In a new study, investigators examined the association between parental addictions and adult depression in a representative sample of 6,268 adults, drawn from the 2005 Canadian Community Health Survey. Of these respondents, 312 had a major depressive episode within the year preceding the survey and 877 reported that while they were under the age of 18 and still living at home that at least one parent who drank or used drugs "so often that it caused problems for the family".
Results indicate that individuals whose parents were addicted to drugs or alcohol are more likely to develop depression than their peers. After adjusting for age, sex and race, parental addictions were associated with more than twice the odds of adult depression, says lead author Esme Fuller-Thomson, Professor and Sandra Rotman Endowed Chair in the University of Toronto`s Factor-Inwentash Faculty of Social Work and the Department of Family and Community Medicine.

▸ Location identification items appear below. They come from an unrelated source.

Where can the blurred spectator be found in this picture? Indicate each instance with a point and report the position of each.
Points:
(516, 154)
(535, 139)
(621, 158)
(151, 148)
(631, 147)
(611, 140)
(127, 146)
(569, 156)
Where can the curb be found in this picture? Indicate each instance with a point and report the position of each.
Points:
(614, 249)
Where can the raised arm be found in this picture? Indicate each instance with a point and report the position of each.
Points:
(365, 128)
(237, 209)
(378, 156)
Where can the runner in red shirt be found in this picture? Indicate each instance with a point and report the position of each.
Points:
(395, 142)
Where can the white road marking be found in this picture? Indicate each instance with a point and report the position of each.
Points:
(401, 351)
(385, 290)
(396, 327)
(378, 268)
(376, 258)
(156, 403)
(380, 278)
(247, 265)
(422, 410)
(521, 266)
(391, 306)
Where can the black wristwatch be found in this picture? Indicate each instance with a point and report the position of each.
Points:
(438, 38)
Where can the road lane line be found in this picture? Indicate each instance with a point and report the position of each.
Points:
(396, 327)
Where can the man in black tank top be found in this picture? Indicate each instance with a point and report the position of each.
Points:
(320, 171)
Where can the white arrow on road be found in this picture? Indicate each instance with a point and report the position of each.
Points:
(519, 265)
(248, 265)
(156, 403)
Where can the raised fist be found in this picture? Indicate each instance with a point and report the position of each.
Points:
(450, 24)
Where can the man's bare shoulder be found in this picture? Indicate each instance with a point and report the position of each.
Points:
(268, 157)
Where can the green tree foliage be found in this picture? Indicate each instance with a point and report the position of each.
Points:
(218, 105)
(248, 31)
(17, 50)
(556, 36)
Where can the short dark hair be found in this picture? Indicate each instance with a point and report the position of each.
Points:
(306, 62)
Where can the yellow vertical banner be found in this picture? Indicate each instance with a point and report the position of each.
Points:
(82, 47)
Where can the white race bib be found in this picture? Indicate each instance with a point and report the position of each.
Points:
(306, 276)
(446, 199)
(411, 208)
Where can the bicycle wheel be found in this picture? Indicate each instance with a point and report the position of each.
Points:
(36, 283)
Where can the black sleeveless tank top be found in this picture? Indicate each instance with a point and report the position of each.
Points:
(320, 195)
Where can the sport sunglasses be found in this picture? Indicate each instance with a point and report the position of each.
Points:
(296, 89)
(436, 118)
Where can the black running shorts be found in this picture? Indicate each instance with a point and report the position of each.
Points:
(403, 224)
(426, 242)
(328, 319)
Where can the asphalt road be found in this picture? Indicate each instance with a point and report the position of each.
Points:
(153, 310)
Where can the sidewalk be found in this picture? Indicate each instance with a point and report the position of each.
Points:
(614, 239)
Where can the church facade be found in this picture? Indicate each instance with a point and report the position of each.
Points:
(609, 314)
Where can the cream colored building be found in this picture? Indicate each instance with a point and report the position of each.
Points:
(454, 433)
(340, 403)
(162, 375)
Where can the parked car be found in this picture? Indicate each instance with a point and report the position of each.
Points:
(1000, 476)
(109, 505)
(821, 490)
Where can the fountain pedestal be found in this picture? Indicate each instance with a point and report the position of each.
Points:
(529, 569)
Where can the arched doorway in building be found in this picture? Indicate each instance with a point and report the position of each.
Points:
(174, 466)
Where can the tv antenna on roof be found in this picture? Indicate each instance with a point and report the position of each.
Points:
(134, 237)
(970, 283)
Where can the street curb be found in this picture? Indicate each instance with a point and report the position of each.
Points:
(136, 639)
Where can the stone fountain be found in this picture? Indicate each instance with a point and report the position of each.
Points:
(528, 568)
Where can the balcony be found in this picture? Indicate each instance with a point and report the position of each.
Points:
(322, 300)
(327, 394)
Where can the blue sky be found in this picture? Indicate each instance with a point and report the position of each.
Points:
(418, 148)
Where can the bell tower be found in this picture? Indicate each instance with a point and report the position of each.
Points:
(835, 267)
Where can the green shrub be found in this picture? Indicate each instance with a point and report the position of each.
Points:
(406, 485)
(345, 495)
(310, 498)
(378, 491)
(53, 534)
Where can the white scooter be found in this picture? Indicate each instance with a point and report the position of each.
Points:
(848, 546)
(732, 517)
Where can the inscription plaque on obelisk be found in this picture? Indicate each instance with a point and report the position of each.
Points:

"Even after adjusting for factors ranging from childhood maltreatment and parental unemployment to adult health behaviours including smoking and alcohol consumption, we found that parental addictions were associated with 69 per cent higher odds of depression in adulthood" explains Fuller-Thomson. The study was co-authored with four graduate students at the University of Toronto, Robyn Katz, Vi Phan, Jessica Liddycoat and Sarah Brennenstuhl.
This study could not determine the cause of the relationship between parental addictions and adult depression. Co-author Robyn Katz, suggests that "It is possible that the prolonged and inescapable strain of parental addictions may permanently alter the way these children`s bodies reacts to stress throughout their life. One important avenue for future research is to investigate potential dysfunctions in cortisol production - the hormone that prepares us for `fight or flight` -which may influence the later development of depression."
The study has been published in the journal Psychiatry Research.